Yeni başvuru yolu ile hak ve özgürlüklerin korunması hedeflenmiş olmakla birlikte
kullanılan yöntem anayasanın somutlaştırılması, hakların içerik ve kapsamlarının bu temel
yasaya göre tanımlanması, açıklanması ile anayasal alt normların üretilmesi ve
uyuşmazlıklara uygulanması şeklindedir.
Yargıç yasanın değil öncelikle anayasanın uygulayıcısı konumuna gelmektedir. Yargı yolu ile anayasal somutlaşma, geçmişten farklı olarak parlamento iradesini hissedilir derecede öncelikli olmaktan çıkarmakta, yerine anayasayı koymaktadır.
Hak ve özgürlükler üzerinden anayasa somut olaylara taşınmaktadır. Bu yolla yüksek mahkeme uyuşmazlığa anayasal çözüm bulmakta, yargıca rol model olarak “anayasayı açıklıyorum bundan sonra ilk elden benim gibi davran” demektedir. Anayasal denetim ve uygulama, Anayasa Mahkemesinin tekelinden çıkmakta, yereldeki yargıcın önüne taşınmaktadır. Şikayet edilen kamu gücü işlemi anayasa üzerinden muhakemeye tabi tutulmakta, ihlal tespitiyle birlikte anayasaya aykırı sonuçların ortadan kaldırılması için yeniden yargılama dahil yapılması gerekenlere hükmedilmektedir.

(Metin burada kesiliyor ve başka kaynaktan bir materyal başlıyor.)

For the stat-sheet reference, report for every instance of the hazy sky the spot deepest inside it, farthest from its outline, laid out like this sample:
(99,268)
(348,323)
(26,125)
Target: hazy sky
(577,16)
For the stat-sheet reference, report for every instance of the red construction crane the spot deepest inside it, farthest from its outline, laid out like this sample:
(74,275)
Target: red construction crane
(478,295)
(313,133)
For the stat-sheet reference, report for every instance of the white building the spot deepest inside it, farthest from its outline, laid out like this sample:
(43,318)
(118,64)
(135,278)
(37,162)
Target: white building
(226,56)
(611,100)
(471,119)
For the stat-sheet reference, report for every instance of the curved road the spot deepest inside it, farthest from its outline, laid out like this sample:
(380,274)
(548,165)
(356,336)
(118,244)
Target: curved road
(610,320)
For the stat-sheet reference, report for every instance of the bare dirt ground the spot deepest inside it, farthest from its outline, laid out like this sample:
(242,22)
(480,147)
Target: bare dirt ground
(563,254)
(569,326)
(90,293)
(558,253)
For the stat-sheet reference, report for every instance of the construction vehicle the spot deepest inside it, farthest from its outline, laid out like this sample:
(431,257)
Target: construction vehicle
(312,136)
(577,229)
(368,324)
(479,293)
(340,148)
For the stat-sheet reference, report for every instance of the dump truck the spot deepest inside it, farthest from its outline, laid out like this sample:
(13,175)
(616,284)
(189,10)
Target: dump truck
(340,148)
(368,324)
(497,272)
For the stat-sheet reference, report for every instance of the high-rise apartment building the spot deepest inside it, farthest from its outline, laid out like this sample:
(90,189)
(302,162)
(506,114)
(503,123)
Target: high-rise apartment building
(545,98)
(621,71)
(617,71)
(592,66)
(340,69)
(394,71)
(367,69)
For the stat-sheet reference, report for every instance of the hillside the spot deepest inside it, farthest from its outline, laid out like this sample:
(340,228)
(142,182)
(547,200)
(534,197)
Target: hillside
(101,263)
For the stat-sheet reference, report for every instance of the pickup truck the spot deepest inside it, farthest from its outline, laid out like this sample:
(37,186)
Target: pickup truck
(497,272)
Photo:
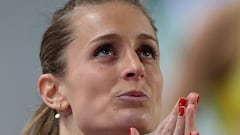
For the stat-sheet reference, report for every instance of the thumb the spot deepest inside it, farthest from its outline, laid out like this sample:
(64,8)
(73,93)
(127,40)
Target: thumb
(133,131)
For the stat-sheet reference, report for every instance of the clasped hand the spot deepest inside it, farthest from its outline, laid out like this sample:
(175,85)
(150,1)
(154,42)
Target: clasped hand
(181,120)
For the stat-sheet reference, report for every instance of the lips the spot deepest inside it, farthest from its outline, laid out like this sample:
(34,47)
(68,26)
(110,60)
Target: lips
(133,96)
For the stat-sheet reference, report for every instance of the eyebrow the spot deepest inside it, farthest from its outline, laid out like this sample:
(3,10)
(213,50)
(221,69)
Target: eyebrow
(116,36)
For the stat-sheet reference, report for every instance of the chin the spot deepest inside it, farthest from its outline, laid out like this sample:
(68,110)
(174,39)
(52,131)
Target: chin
(143,121)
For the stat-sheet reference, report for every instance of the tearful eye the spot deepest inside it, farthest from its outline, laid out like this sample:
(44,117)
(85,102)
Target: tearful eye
(104,51)
(147,52)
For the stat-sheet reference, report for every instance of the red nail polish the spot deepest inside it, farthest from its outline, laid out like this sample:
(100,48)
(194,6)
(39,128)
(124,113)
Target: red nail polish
(181,111)
(198,99)
(129,131)
(182,102)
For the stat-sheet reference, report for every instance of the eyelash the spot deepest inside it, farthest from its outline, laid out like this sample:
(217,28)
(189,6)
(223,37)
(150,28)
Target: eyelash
(144,51)
(149,50)
(105,50)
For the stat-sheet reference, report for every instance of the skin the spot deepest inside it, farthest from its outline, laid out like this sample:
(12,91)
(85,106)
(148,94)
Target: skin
(114,51)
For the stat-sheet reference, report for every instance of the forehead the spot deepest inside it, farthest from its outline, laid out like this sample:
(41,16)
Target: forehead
(110,17)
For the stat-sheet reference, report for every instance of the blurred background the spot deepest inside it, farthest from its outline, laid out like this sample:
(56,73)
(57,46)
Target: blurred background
(184,27)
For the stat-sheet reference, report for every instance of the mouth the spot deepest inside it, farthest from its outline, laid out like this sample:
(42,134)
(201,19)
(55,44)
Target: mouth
(133,96)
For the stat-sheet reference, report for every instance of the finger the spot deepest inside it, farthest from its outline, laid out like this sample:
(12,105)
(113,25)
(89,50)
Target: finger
(194,133)
(169,124)
(190,119)
(193,98)
(133,131)
(179,129)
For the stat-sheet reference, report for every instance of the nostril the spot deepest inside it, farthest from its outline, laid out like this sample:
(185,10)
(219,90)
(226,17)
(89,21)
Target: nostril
(130,75)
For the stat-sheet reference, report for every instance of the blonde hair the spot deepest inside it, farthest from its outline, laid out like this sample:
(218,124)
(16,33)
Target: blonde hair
(54,41)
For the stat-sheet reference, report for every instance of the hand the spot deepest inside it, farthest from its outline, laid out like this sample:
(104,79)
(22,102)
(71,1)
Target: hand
(181,121)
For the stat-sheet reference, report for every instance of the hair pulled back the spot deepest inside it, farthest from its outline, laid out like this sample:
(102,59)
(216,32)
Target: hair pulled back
(55,39)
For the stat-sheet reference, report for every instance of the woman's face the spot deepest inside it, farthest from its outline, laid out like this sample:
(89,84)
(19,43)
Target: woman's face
(113,79)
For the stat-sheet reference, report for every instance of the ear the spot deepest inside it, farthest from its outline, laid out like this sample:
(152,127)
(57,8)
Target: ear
(50,92)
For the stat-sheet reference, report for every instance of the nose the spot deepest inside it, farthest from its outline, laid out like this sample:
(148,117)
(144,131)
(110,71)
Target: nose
(133,68)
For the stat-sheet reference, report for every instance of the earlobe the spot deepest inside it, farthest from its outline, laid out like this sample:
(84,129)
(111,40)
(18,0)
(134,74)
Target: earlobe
(48,88)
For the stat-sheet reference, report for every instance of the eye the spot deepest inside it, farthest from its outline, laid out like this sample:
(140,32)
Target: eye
(104,50)
(147,52)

Başvuru sonucu verilen kararın sadece o uyuşmazlıkla sınırlı etkilerinin yanında
(sübjektif etki), anayasayı yorumlama, hakka yönelik müdahale sınırlarını belirleme, genel ve
özel çerçeve oluşturma gibi etkileri de (objektif etki) bulunmaktadır. Bu haliyle anayasa
şikayeti, anayasanın özgürlüklere ilişkin hükümlerini sadece norm denetiminin bir ölçüsü
olmaktan çıkarmakta, onu daha ileri bir seviyeye taşıyarak, yaşamın içine katmaktadır.
O halde şimdiye kadar kural koyma konusunda parlamentonun belirleyici olduğu bir sistemde, Anayasa somut olaylara nasıl uygulanacaktır? Yargıç yasanın “basit sözcüsü olma” rolünden sıyrılıp anayasanın uygulayıcısı haline gelebilecek midir ? Anayasanın yeni rolüyle hukukun içine taşınması açısından hangi aşamadayız?
B- BİREYSEL BAŞVURU KARARLARININ ANAYASAL AÇMAZLARI:
İşbu açmazlara ve somut örneklerine değinmeden önce, aklımıza ilk gelen üç anayasal ilkeyi ard arda sıralamak gerekmektedir;
Madde 153/2 ; Anayasa Mahkemesi bir kanun veya Cumhurbaşkanlığı kararnamesinin tamamını veya bir hükmünü iptal ederken, kanun koyucu gibi hareketle, yeni bir uygulamaya yol açacak biçimde hüküm tesis edemez,
Madde 6/3: ikinci cümle; Hiçbir kimse veya organ kaynağını Anayasadan almayan bir Devlet yetkisi kullanamaz.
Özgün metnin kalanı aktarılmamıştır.